Light at the end of the toddler
NS October 3rd, 2009

I’ve written before about how difficult I’ve found The Noble Child at times: her tantrums, our bad days, my exasperation. I’ve also written about the good times: her sweetness, our funny moments and the goofy ways we diffuse the tension.
I love her unreservedly and unconditionally. She makes me laugh ’til my sides hurt sometimes and there is never a dull moment around her.
But if I’m honest, I’ve found the toddler stage, overall, very difficult. From 18 months onwards, TNC has been a full-steam-ahead, non-stop whirling dirvish of mishievous, independence-asserting, strong-willed spiritedness (or other nice ways of saying, “She’s a real handful”) that at times has brought me to the lowest lows I’ve ever known. In the last two years I have found myself slumped on the floor in total defeat, tears streaming down my face and my body wracked with great, gulping big sobs, sure that I couldn’t ever get up again, sure that I was not cut out for motherhood and that she’d be better off without me.
I’ve seethed with a rage that made my entire body shake, my teeth grind uncontrollably and my fist or foot lash out at or thrown some inanimate object that bore the brunt of my outburst, and then beat myself up with guilt.
I’ve sat in my GP’s office telling him of my problems with anger, feeling like I should be whispering in the confessional booth at church, shrouded in secrecy and fingering a rosary that I hope will grant meĀ forgiveness.
Hail Mary, full of grace…
I’ve not felt full of grace in quite awhile, frankly.
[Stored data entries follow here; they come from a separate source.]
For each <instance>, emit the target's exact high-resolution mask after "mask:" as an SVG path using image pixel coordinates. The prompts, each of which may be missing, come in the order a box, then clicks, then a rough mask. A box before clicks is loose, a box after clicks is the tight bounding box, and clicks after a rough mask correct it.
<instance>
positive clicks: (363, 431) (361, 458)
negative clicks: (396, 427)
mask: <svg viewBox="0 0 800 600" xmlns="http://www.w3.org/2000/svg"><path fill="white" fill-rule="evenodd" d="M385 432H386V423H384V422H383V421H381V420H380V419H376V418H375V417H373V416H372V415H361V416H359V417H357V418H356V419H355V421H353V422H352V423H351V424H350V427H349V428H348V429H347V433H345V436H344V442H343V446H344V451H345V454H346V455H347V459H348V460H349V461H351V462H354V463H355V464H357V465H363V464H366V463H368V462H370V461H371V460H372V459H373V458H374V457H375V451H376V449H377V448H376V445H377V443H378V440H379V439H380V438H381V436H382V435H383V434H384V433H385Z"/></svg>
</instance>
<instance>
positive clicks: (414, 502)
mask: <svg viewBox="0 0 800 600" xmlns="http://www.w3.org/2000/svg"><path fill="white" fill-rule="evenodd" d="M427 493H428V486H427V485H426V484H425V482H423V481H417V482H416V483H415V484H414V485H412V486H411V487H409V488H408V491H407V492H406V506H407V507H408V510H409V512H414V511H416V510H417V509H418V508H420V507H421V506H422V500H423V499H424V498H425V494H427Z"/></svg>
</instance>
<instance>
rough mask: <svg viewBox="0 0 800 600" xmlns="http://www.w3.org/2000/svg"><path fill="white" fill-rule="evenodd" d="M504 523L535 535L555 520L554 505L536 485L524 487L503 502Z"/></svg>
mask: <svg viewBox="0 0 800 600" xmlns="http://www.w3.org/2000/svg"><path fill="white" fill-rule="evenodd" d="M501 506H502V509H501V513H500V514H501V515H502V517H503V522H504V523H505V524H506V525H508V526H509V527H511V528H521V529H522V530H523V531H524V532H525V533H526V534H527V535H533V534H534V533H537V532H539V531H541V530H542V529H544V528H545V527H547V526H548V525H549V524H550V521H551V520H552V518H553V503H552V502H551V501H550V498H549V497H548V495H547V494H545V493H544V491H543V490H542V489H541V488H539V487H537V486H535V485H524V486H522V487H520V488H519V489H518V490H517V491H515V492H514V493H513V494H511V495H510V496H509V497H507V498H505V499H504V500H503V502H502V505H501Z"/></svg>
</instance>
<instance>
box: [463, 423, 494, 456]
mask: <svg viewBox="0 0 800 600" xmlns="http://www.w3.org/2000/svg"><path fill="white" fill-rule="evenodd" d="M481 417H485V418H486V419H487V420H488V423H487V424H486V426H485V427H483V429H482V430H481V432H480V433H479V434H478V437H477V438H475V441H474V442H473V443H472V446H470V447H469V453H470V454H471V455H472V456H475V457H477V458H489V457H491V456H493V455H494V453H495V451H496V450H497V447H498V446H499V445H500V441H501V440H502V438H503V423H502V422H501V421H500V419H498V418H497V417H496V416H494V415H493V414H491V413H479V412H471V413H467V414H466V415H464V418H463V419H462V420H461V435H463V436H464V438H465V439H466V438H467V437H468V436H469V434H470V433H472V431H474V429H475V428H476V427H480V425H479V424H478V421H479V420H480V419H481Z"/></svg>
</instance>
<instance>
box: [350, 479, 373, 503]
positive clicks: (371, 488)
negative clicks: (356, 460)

Some days, I’m happy with having simply survived.
But now, she is three-and-a-half. She is going to pre-school four mornings a week; the other day she spends with her grandmother. She can grasp the concept of having to wait for something, and of sharing. I can have very lengthy conversations with her now, about all sorts of things. She can dress herself, pour herself a drink of juice, pick her brother up to move him out of harm’s way, open her own snacks and recite books completely from memory. She is making friends everywhere she goes and just today while out shopping on the high street, she ran into three of them — one from pre-school and two from ballet and tap class. She, very endearingly, insists on doing things “By on my own” or “All on myself” and does just that.
She is no longer a toddler but a pre-schooler. She is shrugging off her baby days once and for all and entering the next stage of childhood, in all its wonder-filled, song-and-dance glory.
For her, a bright light is shining down and illuminating all of the things she yearns to touch, smell, see, taste and explore. The world is her oyster and she’s got her clam-diggin’ boots on, determined to find and polish every pearl she can get her increasingly dexterous fingers on.
For me, there is light at the end of the tunnel that I’ve found myself in for the past couple years. I am so close to the edge I can almost see the ground beneath the drop-off point. The funny thing is, I’ve been looking forward to this — no, begging for this — for so long that I couldn’t actually fathom the time actually coming. And now that it’s fast approaching and I am clambering out of the end, all I want to do is crawl back inside to that tiny tot back at the beginning and hold her close to me; smell her baby smell and hear her baby words and see her baby steps.
My whirling dirvish, I never meant to wish the wind out of your sails. I know your fiercely independent, fighting spirit will serve you well in life, as it has mine. You have a fantastic personality and are a character of fascinating, epic proportions.
But if you ever find yourself in a tunnel of darkness from which you can’t seem to find your way out, remember that I’m there behind you (fumbling, perhaps, but there) every step of the way… and I won’t stop nudging you forward until you’ve seen the light at the end, just as you did for me.